Athletes from every sport level know what it’s like to feel tired and consequently place a premium on rest and recovery. But why do you sometimes feel like you have the energy but struggle to translate it to expected performance results? Addressing the issue of mental fatigue can be the key to a full restoration.
The energy tank
The ideal model of an athlete’s energy would be like liquid in a tank. Feeding the tank are the tubes of nutrition, rest days, and recovery methods. Draining the tank like a fluid dispenser nozzle would be actual competitive games. The stress of each game takes something out of you, but as long as the rate of replenishment matches its consumption, you’ll be fine.
Adding another layer to this model is the athlete’s need for practice, training, and conditioning. Elite athletes aren’t static. They work on honing their skills. Otherwise, they risk slipping behind their competitors. They also have to maintain ‘game shape’ because you can’t just step straight into competitions without first getting into the groove.
Training work can be visualized as a mixing or stirring mechanism inside the tank. It keeps the liquid warm and able to flow smoothly when you turn on the tap. Without that mechanism, the liquid congeals. The tank will be full of energy, but not in a useful form. It will struggle to squeeze out on demand.
The problem with this picture is that it tends to be focused entirely on the physical nature of sports and the athlete’s physiological response to those stimuli. And it makes for a rather simplistic approach to energy and performance management.
Training takes place in a controlled setting. It’s an opportunity for the athlete to tap into the power of eustress and deliberately push themselves to get better somehow. Real games are played at a high intensity, with more pressure and unpredictable outcomes. They can also provide learning opportunities but are more likely to leave you exhausted at the end.
The average person will never know what it’s like to play sports at an elite level. But when you consider these things in the light of stress, it’s something we’re all intimately familiar with. We know that a conducive environment helps you learn from a moderately challenging stimulus. And we also know that too much stress taxes not just our bodies, but our minds.
Anyone who has experienced burnout will know that it’s a mental struggle. You can lie in bed for more than eight hours a day or indulge in your favorite foods. Your body will have energy, but your mind will refuse to go back to work the way you need it to.
Recent studies have shown that among athletes, mental fatigue works in the same way. By deliberately engaging endurance athletes in training involving a 40% increase to their workload, scientists replicated the effects of excessive cognitive work. This resulted in decreased decision-making activity and a tendency towards impulsive action.

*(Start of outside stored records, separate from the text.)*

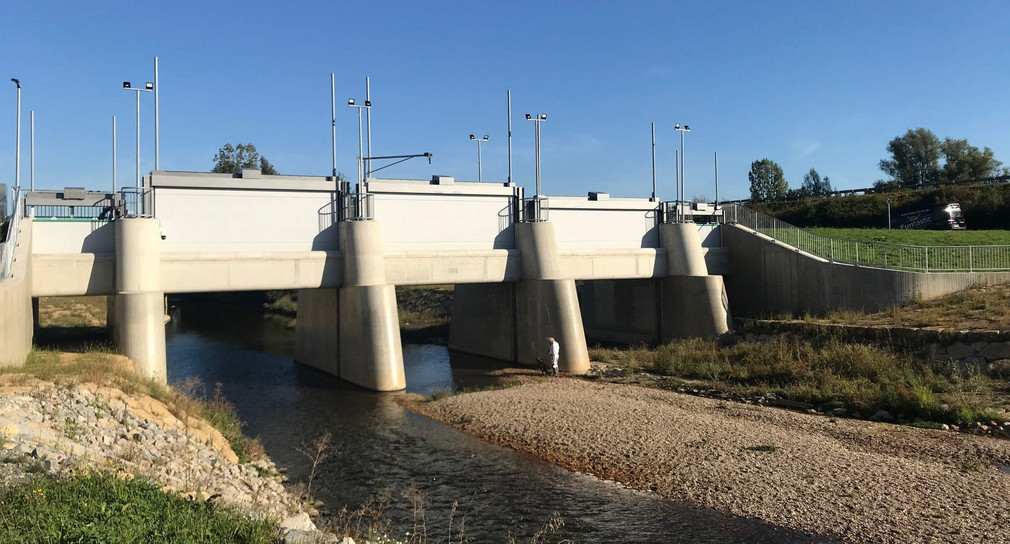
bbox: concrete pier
[449,222,589,373]
[659,223,732,342]
[295,221,406,391]
[112,218,167,383]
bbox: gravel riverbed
[405,376,1010,543]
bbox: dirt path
[408,378,1010,543]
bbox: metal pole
[674,149,681,223]
[681,130,688,221]
[135,92,140,190]
[357,108,365,193]
[10,78,21,189]
[28,110,35,191]
[152,57,162,171]
[533,119,540,198]
[715,151,719,210]
[508,89,512,184]
[329,72,340,180]
[365,76,372,178]
[649,123,655,202]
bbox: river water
[161,298,828,543]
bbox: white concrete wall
[547,197,660,249]
[31,219,116,255]
[369,180,515,251]
[155,187,338,253]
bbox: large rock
[979,342,1010,360]
[947,342,975,360]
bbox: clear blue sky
[0,0,1010,199]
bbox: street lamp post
[10,78,21,188]
[674,123,691,222]
[347,98,372,193]
[123,81,155,191]
[470,134,488,183]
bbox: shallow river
[168,299,836,543]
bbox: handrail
[722,204,1010,273]
[0,187,24,282]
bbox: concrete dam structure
[0,171,730,391]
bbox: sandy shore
[408,378,1010,543]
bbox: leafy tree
[210,142,279,176]
[940,138,1006,183]
[880,128,940,187]
[800,169,831,197]
[747,158,789,202]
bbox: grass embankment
[590,337,1005,425]
[0,473,277,544]
[803,285,1010,331]
[808,227,1010,245]
[32,297,264,462]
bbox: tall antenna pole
[365,76,372,179]
[715,151,719,210]
[28,110,35,191]
[155,57,162,170]
[508,89,512,185]
[329,72,340,180]
[10,78,21,188]
[650,123,655,202]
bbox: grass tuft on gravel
[0,473,277,544]
[590,337,1003,425]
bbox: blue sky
[0,1,1010,199]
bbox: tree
[747,158,789,202]
[801,169,831,197]
[940,138,1005,183]
[880,128,940,187]
[210,142,279,176]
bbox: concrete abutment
[295,221,406,391]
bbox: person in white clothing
[547,336,562,375]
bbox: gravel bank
[408,378,1010,543]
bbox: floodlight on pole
[470,134,488,183]
[347,98,372,193]
[674,123,691,222]
[123,81,155,191]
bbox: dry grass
[804,285,1010,330]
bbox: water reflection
[168,301,833,543]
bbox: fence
[0,188,24,282]
[723,204,1010,273]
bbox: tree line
[747,128,1010,202]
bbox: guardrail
[0,187,24,282]
[723,204,1010,273]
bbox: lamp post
[470,134,488,183]
[674,123,691,222]
[10,78,21,188]
[123,81,155,191]
[347,98,372,193]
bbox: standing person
[547,336,562,375]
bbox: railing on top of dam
[0,187,24,282]
[723,204,1010,273]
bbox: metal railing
[339,193,375,221]
[0,188,24,282]
[118,187,155,218]
[722,204,1010,273]
[519,197,550,223]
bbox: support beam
[112,218,168,384]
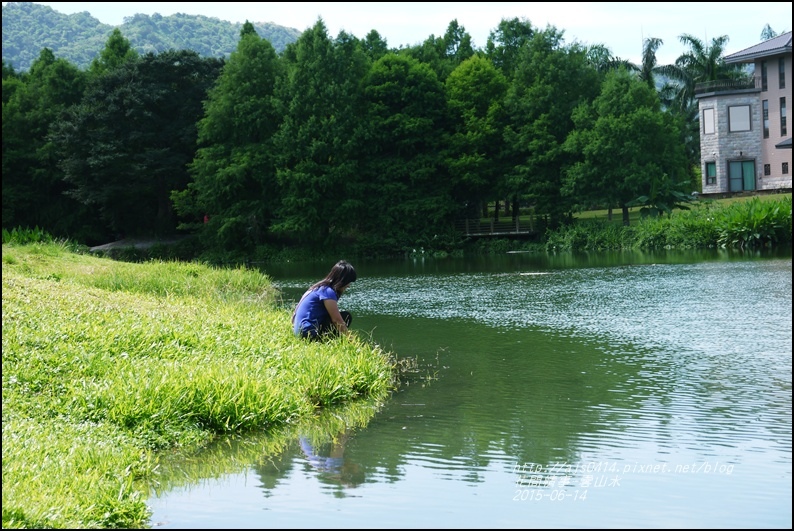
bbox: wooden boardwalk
[455,218,537,238]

The implications of mental fatigue might not matter much when you’re going through training drills. But in a high-stakes competitive match, they can make all the difference.
Training the mind
Every employee who has had to push through mental exhaustion will recognize the symptoms. But athletes are wired differently. They are innately competitive and accustomed to performing at a high level.
When things go wrong, their first instinct is not to step back and take a break. They look at how they could work to get even better. Sometimes, this leads to an improvement. But it can also lead to ignoring actual warning signs.
Sports culture also plays a role here. It’s well-known that athletes are conditioned to play through pain. Doing any less could be interpreted as a sign of weakness. And just as ignoring the signals of pain can lead to injury, ignoring the fact that you’re mentally fatigued can take your performance down a blind alley.
Your energy tank might be full after carefully managing your body, and when the competition starts, you follow through according to how you’ve trained. But outcomes in sport often come down to the details.
You make split-second decisions on whether to pass or shoot in a team sport such as soccer or basketball or adjusting individual tactics in tennis or athletics competitions. Versus an opponent of the same caliber, who happens to have better mental focus, small errors or lapses in judgment can cost you the game.
Any athlete who wants to truly perform at their best should make this change now. Train the mind along with the body. Limit the extraneous, stress-inducing elements such as social media. Practice meditation or breathing exercises to calm the mind and restore focus. You need both mind and body to be at their best.